With the health care policy it released last week, the market fundamentalist Wildrose Alliance Party has signalled it is now prepared to play a bold game to defeat Alberta’s ruling Conservatives.
Wildrose Alliance Leader Danielle Smith has over the past few months indicated she is a fairly cautious politician, so rolling the dice on health care probably reflects the go-for-the-throat instincts of the federal Conservative insiders now in key positions plotting her party’s course.
Seen from their perspective, an aggressive health strategy makes sense. Realistically, the party probably has only one election, certainly no more than two, to prove it is a player in Alberta. Without significant gains in the next general election, media, voters and corporate donors will rapidly lose interest.
The party’s only chance not to be a flash in the pan may be to play to its far-right base, a group that includes many right-wing activists who still find an uneasy home in the Progressive Conservative Party of Premier Ed Stelmach. To do that, it needs to call for a private role in great swaths of the health care system, which it clearly did in its Nov. 2 policy statement on health.
As Smith said of her policy, “right now, we are far too consumed with upholding the public delivery model at any cost.”
At the same time, the Alliance needs to persuade nervous voters for whom preserving accessible health care is the No. 1 issue, but who are sick of the way Stelmach’s Tories manage the file, that they can safely vote Wildrose. So, Smith professed that “choice and competition” among private and public health providers won’t add up to full-blown privatization.
“A Wildrose government will uphold the principles of the Canada Health Act,” she shrewdly promised. “We will ensure health insurance is publicly administered, comprehensive, universal, portable and accessible. That means you won’t have to use your credit card to get medically necessary treatment.”
There’s plenty here to quibble with if you’re paying attention: Publicly administered but not publicly delivered means two-tiered, right? If we have a physician shortage, and specialists work for private clinics that give superior service to those who can afford to make “choices,” who guarantees the promised universal access to the rest of us? Who gets to determine which treatments are “medically necessary”?
Who pays the inevitable costs of “competition”? Did competition help us when the Alberta government deregulated utilities?
And where does Smith get off comparing Alberta’s health care system to North Korea’s when in fact it’s much more like the European model she offers as an example? Just like France and Germany, we have a system now that mixes public and private care. And note that Smith had nothing to say about Australia, where an increased private role raised costs and had little impact on waiting times.
According to media, Smith “flatly denied” the Wildrose Alliance intends to privatize health care. “The Wildrose party believes Albertans should have the right to use their public insurance to obtain needed medical treatment from either a public, private or non-profit medical provider,” one report said.
But if we all want the same treatment from the same specialists at the same facility — public, private or not-for-profit — how is a Wildrose government going to decide who goes to the front of the line? Here’s a hint: get your wallet out.

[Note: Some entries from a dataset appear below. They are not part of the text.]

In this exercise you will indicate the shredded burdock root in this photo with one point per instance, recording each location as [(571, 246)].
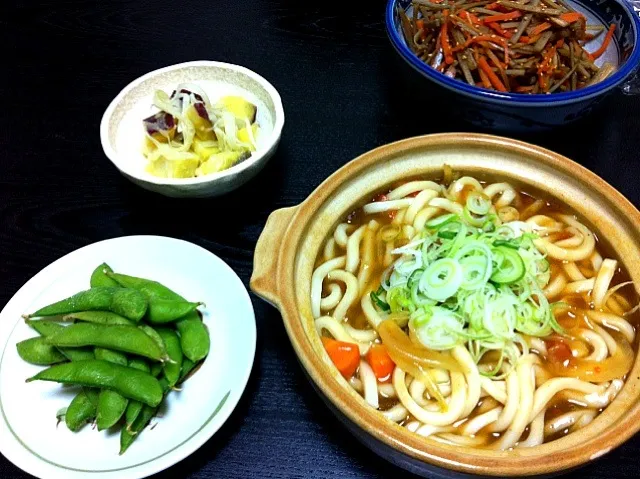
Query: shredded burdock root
[(528, 46)]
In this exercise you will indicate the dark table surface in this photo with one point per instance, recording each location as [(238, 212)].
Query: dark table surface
[(63, 63)]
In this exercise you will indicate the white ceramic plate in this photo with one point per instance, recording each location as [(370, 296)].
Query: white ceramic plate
[(29, 436)]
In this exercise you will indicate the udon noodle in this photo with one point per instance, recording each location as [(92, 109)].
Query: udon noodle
[(474, 314)]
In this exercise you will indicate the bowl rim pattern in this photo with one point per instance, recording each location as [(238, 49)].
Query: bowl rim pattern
[(519, 99)]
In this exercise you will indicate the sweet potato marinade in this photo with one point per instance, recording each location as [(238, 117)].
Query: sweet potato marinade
[(531, 46)]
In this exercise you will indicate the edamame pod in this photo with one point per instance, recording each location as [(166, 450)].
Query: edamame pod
[(99, 317), (150, 288), (134, 407), (156, 370), (111, 405), (47, 328), (115, 357), (128, 339), (126, 302), (167, 310), (128, 435), (100, 278), (130, 383), (37, 351), (82, 409), (172, 346), (194, 336)]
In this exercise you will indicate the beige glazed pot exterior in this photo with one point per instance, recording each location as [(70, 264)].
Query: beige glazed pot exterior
[(288, 247)]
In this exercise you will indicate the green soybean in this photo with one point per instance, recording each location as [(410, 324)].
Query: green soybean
[(126, 302), (100, 278), (194, 336), (47, 328), (130, 383), (187, 367), (173, 367), (156, 370), (128, 339), (115, 357), (82, 409), (99, 317), (111, 405), (44, 327), (153, 334), (151, 288), (37, 351), (167, 310), (134, 407), (129, 434)]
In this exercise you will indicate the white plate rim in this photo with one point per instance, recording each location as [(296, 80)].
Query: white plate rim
[(44, 468)]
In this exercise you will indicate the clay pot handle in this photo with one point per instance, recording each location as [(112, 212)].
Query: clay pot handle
[(264, 279)]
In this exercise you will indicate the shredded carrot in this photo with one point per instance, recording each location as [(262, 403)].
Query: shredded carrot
[(420, 25), (485, 79), (493, 78), (482, 38), (503, 17), (381, 363), (346, 356), (539, 29), (607, 40), (501, 31), (444, 39), (571, 17), (470, 17)]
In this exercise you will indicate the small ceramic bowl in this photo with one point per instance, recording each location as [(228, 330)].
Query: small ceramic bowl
[(517, 111), (122, 134), (292, 239)]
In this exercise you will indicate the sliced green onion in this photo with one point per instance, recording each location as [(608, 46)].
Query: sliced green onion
[(508, 265), (441, 279), (375, 297)]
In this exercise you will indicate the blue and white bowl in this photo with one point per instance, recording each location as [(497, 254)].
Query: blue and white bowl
[(517, 111)]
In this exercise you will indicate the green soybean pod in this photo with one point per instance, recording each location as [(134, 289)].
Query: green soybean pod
[(130, 383), (174, 350), (189, 368), (128, 339), (82, 409), (115, 357), (167, 310), (129, 434), (99, 317), (47, 328), (126, 302), (151, 288), (37, 351), (111, 405), (134, 407), (194, 336), (100, 278), (156, 370)]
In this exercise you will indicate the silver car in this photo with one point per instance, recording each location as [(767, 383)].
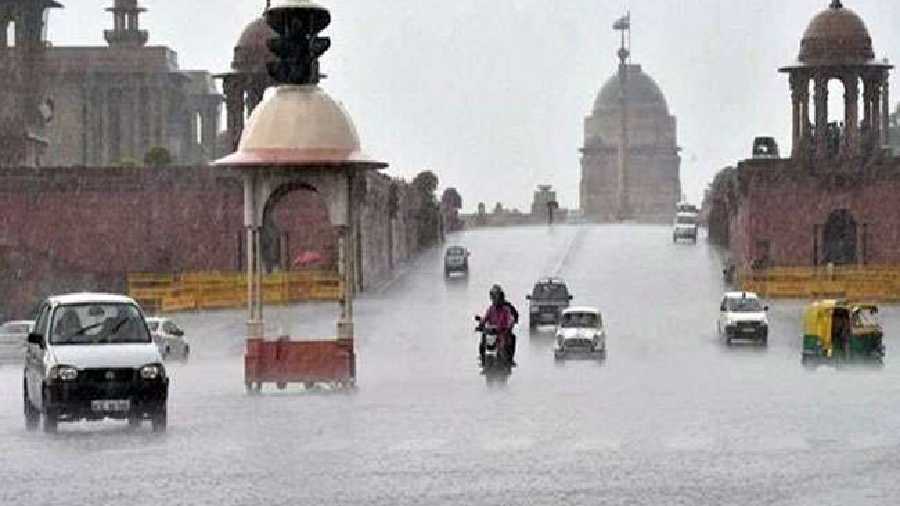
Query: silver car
[(169, 338), (13, 335)]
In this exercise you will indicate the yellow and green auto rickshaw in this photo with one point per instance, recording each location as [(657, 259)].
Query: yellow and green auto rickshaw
[(837, 331)]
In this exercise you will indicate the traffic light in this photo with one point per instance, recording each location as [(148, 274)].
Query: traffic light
[(297, 45)]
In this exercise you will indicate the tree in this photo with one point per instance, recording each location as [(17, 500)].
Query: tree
[(451, 199), (426, 182), (158, 157)]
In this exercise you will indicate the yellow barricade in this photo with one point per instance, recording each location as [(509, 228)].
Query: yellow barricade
[(226, 290), (877, 283)]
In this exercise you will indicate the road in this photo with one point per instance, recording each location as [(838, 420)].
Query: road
[(672, 417)]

There’s a widespread understanding of this issue among Alberta’s public, which is ambivalent about privatization. Opinion research indicates most Albertans view the idea of privatizing health care with deep distrust. But they also see themselves as pragmatic and not too concerned how a public service is provided, as long as it delivers the goods.
Wildrose strategists clearly think they can get the public to stop worrying about privatization if they call it anything but the P-word and say it will deliver the same level of service.
This strategy may work — but only if Alberta voters don’t do the math.